If Kc = 7.5E-9 at 1000K for the reaction N2(g)+ O2(g)<=>2NO(g), what is Kc at 1000K for the reaction 2NO(g)<=>N2(g)+ O2(g)?
1.3×10^8
A + B ==> C, Keq = 10, then
C ==> A + B, Keq = 1/10
To find the value of Kc at 1000 K for the reaction 2NO(g) ⇌ N2(g) + O2(g), we can use the relationship between the equilibrium constants of the forward and reverse reactions.

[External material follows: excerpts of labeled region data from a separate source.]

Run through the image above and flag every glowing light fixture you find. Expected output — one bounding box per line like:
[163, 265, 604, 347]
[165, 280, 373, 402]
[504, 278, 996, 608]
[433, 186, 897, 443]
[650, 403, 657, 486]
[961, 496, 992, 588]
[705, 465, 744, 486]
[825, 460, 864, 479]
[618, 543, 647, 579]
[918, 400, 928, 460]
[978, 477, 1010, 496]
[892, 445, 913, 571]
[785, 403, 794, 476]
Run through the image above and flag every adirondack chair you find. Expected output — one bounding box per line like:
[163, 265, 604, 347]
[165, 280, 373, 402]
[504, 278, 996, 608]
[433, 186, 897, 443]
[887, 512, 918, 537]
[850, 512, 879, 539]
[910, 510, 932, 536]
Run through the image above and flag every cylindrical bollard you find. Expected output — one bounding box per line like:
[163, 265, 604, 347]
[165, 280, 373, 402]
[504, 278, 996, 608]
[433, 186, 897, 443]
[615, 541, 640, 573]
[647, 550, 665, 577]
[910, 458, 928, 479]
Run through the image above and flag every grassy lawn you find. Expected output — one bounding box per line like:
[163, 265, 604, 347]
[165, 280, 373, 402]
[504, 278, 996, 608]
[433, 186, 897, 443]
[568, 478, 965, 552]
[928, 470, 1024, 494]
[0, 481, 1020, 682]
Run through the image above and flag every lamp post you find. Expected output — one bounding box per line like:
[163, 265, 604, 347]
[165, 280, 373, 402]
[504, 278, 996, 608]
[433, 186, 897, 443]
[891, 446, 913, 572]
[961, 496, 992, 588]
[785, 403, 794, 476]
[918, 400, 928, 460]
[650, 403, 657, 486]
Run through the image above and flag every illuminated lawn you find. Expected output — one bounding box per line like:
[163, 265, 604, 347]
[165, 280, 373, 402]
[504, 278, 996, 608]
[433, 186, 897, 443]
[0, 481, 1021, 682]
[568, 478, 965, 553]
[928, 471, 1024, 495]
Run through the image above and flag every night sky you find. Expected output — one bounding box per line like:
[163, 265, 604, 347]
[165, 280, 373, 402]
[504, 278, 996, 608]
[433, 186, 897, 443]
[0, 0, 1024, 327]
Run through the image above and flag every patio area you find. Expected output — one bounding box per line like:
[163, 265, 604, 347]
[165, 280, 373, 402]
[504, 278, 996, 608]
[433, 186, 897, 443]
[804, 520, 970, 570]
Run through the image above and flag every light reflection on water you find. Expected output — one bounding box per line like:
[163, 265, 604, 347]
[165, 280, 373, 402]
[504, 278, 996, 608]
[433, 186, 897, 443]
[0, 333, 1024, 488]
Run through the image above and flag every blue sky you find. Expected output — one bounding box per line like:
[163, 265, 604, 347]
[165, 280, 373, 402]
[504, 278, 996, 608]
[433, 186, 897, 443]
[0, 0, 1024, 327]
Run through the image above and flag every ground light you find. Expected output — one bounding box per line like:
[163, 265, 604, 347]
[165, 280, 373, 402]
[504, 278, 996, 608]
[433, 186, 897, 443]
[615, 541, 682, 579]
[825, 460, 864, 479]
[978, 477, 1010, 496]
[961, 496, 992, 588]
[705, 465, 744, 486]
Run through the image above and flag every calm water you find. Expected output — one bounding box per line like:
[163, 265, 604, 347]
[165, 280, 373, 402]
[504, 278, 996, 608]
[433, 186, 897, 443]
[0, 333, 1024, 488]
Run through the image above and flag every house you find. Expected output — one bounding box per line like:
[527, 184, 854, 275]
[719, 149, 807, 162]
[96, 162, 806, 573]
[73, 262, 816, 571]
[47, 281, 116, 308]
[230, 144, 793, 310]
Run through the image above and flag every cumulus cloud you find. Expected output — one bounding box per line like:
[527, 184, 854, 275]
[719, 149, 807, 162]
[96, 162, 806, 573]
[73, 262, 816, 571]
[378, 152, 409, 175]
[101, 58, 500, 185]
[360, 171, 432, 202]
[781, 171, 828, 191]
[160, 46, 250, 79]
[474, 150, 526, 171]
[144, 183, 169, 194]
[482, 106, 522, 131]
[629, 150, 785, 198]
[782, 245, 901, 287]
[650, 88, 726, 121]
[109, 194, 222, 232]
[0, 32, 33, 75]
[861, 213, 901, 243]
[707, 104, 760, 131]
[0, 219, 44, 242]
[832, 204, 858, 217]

For a reaction aA + bB ⇌ cC + dD, the equilibrium constant (Kc) of the reverse reaction is the reciprocal of the equilibrium constant of the forward reaction. Mathematically, we can express this as:
Kc (reverse) = 1 / Kc (forward)
In the given reaction:
N2(g) + O2(g) ⇌ 2NO(g)
The equilibrium constant (Kc) is given as 7.5E-9 at 1000 K.
Now, to find the equilibrium constant for the reverse reaction 2NO(g) ⇌ N2(g) + O2(g), we can use the relationship mentioned earlier:
Kc (reverse) = 1 / Kc (forward)
Substituting the given value of Kc (forward), we get:
Kc (reverse) = 1 / (7.5E-9)
To calculate the value of 1 / (7.5E-9), we divide 1 by 7.5E-9:
Kc (reverse) ≈ 1.333E8
Therefore, the value of Kc at 1000 K for the reaction 2NO(g) ⇌ N2(g) + O2(g) is approximately 1.333E8.